見上げた先にいる君へ

蒼井 蓮月

第1話 私が恋した人は

 わたしには、恋をしている人がいる。

「ひめー?早く行くぞ。」

「う、うん。」

 私が恋をしている相手は、ずっと、ずーっと昔から知っている、幼馴染だ。


陽愛奈ひめな視点

 秋になり、少し冷えてきた道のりを学校まで二人で歩く。私、小鳥遊たかなし陽愛奈ひめなは今年から高校一年生。150cmという身長のせいで中学生、更に童顔も相まって最悪の場合小学生に見られがちだが、れっきとした高校生である。

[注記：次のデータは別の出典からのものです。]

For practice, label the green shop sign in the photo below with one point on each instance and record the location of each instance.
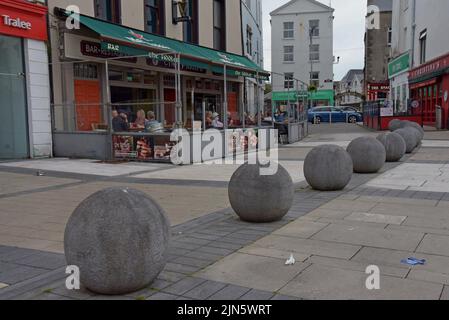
(168, 58)
(399, 65)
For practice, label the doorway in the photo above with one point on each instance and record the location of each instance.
(14, 142)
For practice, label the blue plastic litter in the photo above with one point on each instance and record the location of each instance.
(414, 262)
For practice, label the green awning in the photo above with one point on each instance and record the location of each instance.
(131, 42)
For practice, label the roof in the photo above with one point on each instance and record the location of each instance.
(352, 74)
(323, 6)
(127, 41)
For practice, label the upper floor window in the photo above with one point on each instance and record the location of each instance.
(249, 40)
(190, 30)
(219, 25)
(422, 46)
(314, 26)
(289, 82)
(289, 30)
(109, 10)
(289, 54)
(314, 52)
(155, 16)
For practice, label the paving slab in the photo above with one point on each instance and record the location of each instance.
(262, 273)
(328, 283)
(373, 237)
(308, 246)
(435, 244)
(376, 218)
(301, 229)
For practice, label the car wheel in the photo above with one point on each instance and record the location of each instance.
(352, 119)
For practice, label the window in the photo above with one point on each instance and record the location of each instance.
(422, 46)
(219, 25)
(289, 30)
(249, 40)
(315, 79)
(288, 54)
(108, 10)
(289, 83)
(314, 26)
(154, 16)
(190, 30)
(314, 52)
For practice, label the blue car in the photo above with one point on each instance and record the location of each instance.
(333, 115)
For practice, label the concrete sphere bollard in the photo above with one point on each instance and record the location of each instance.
(260, 198)
(328, 168)
(118, 238)
(407, 124)
(394, 144)
(368, 154)
(410, 137)
(394, 125)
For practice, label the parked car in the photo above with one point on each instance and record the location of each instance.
(333, 115)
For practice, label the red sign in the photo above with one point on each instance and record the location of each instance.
(430, 67)
(23, 19)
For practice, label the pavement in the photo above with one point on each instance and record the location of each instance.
(378, 219)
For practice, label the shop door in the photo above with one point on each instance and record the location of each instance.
(87, 99)
(13, 103)
(169, 106)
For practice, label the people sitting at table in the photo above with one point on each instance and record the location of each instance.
(151, 124)
(216, 123)
(209, 119)
(119, 121)
(140, 120)
(231, 122)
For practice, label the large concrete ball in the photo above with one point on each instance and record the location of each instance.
(258, 197)
(406, 124)
(410, 137)
(394, 146)
(394, 125)
(368, 154)
(328, 168)
(118, 238)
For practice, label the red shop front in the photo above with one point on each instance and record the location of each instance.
(429, 89)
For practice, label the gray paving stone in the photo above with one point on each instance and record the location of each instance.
(20, 273)
(205, 290)
(284, 298)
(45, 260)
(180, 268)
(230, 292)
(435, 244)
(183, 286)
(373, 237)
(194, 262)
(257, 295)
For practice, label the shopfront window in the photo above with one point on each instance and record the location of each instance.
(13, 107)
(155, 16)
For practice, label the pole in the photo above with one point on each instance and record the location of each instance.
(109, 108)
(225, 102)
(259, 120)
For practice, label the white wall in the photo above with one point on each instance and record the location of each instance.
(38, 87)
(300, 13)
(434, 18)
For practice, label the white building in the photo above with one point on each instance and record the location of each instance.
(349, 90)
(252, 33)
(302, 48)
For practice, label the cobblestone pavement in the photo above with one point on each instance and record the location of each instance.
(333, 236)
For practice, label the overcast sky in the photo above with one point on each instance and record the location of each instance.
(349, 30)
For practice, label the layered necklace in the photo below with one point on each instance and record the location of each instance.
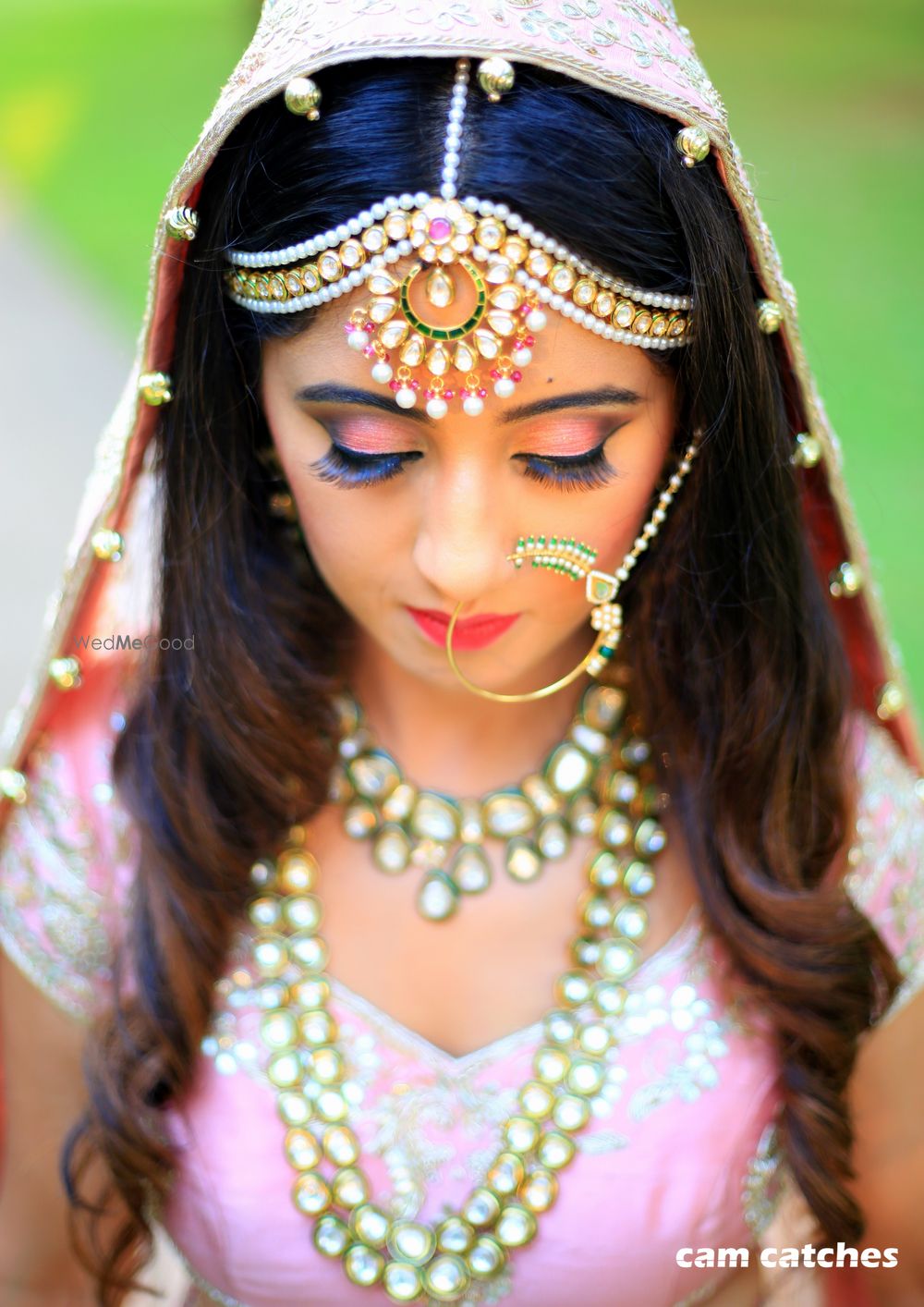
(444, 837)
(306, 1060)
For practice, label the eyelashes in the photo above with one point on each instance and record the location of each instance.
(346, 467)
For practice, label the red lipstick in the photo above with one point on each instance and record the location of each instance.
(470, 633)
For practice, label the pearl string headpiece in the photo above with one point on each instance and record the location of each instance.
(476, 294)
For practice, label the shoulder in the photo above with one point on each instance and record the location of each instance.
(67, 854)
(885, 873)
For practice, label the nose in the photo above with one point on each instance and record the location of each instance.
(463, 539)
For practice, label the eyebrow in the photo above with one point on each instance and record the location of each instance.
(331, 392)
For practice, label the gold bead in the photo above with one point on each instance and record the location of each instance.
(107, 544)
(889, 701)
(341, 1145)
(454, 1235)
(65, 672)
(311, 1193)
(363, 1265)
(495, 78)
(412, 1240)
(154, 388)
(182, 224)
(515, 1227)
(807, 451)
(486, 1259)
(297, 871)
(302, 1149)
(349, 1187)
(769, 316)
(845, 580)
(693, 144)
(370, 1225)
(539, 1190)
(302, 97)
(13, 785)
(506, 1174)
(446, 1278)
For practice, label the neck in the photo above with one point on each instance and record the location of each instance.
(444, 738)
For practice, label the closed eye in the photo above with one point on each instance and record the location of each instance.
(570, 470)
(586, 470)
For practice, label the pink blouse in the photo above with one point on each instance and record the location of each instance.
(681, 1151)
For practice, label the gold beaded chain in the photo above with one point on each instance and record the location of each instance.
(444, 837)
(308, 1066)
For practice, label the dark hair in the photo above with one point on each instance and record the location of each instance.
(736, 665)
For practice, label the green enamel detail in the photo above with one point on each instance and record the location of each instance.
(444, 332)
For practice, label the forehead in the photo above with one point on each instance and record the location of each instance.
(565, 357)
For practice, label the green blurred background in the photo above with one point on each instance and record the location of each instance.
(101, 98)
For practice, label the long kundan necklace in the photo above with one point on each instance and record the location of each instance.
(306, 1063)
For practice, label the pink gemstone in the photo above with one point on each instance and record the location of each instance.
(439, 229)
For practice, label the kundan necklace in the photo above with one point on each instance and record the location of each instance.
(306, 1063)
(444, 837)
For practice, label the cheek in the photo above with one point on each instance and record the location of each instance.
(353, 536)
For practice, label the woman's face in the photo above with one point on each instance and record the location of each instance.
(407, 517)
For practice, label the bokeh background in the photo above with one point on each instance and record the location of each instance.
(100, 100)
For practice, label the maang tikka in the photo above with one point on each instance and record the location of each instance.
(477, 293)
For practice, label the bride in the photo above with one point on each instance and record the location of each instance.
(486, 867)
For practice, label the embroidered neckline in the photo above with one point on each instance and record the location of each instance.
(397, 1034)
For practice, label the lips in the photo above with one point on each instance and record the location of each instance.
(470, 633)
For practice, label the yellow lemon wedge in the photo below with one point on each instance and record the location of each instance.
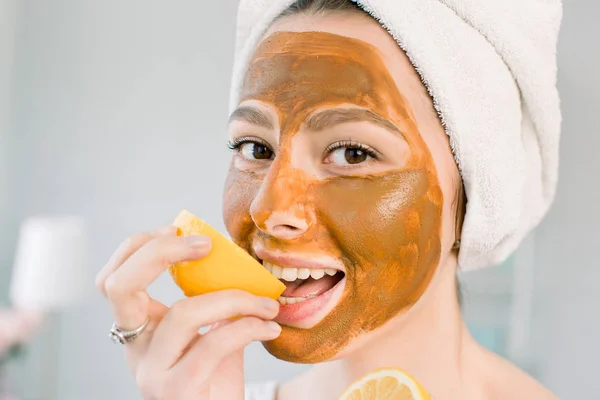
(386, 384)
(227, 266)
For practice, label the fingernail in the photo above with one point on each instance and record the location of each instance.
(274, 327)
(197, 241)
(165, 230)
(270, 304)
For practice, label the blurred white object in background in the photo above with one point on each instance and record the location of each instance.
(48, 274)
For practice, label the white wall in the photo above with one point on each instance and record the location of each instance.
(120, 115)
(119, 110)
(568, 326)
(7, 22)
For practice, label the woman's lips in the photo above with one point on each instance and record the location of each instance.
(308, 312)
(312, 281)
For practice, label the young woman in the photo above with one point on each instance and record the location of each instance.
(344, 184)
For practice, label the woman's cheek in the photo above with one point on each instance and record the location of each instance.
(240, 190)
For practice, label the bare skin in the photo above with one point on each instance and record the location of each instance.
(426, 337)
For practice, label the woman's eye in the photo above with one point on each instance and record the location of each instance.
(349, 156)
(255, 151)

 いや、中学生はわかるんだよ、まだ、まだね?去年まで中学生だったし。でもさ、高校生を小学生と見間違えるってなくない?ちょっとひどいと思わない?テーマパークのチケット売り場で、「中…小学生の方ですか?」って聞かれたときの気まずさ!「こ、高校生です。」って言ったときの向こうの人のえっっていう顔!一緒に行った友達もこらえきれずに笑ってたし!流石にこの年で小学生に間違われたことはその一回しかないけどね!

「ひめ?なにか悩み事でもあるのか?」

 見上げた先には見慣れた顔がある。その目はしっかりと私を見ていて、ちょっとどきっとする。

「あっ、えっと、特にないよ。なんで?」

「なんか難しい顔してたから。」

「あー…昨日課題やるの忘れてて、寝る前に思い出してやったから寝不足なんだよねー」

「ふーん」

 そう言うと、隣を歩いている私の幼馴染、高梨たかなし明人あきとは前を向いた。彼は私より一つ年上の高校2年生で、私のことをひめと呼ぶ。小さい頃からそう呼ばれているから違和感はないんだけど、「姫」に聞こえるので若干恥ずかしい。でも、本人に直す気はないらしい。ちなみに、私は彼のことを明人にぃと呼んでいる。これも小さい頃からの名残だ。いつか彼に陽愛奈と呼んでもらうのが私の目標だったりする。

「なぁ、」

「はっはい!何でしょうか!」

「なぜ敬語…まぁいいや。今日調理実習あるんだけどさ、」

「えっいいなぁ、何作るの?」

「クッキー。」

「美味しそう!いいなぁ、明人にぃのクッキー。絶対美味しいでしょ。料理上手なんだから。」

「作った分持って帰れるんだけどいるか?」

「ぜひ!ぜひください!」

「ん、わかった。じゃあ、また後でな。」

「うん。」

 いつの間にか学校についていたらしい。下駄箱の場所が学年によって違うので、ここで彼とはお別れだ。いつもはちょっと名残惜しいけれど、今日の私は一味違った。なぜならば!

「明人にぃのクッキー楽しみだなぁ…間違いなく美味しいよなぁ。」

 私の頭の中はこのことでいっぱいだった。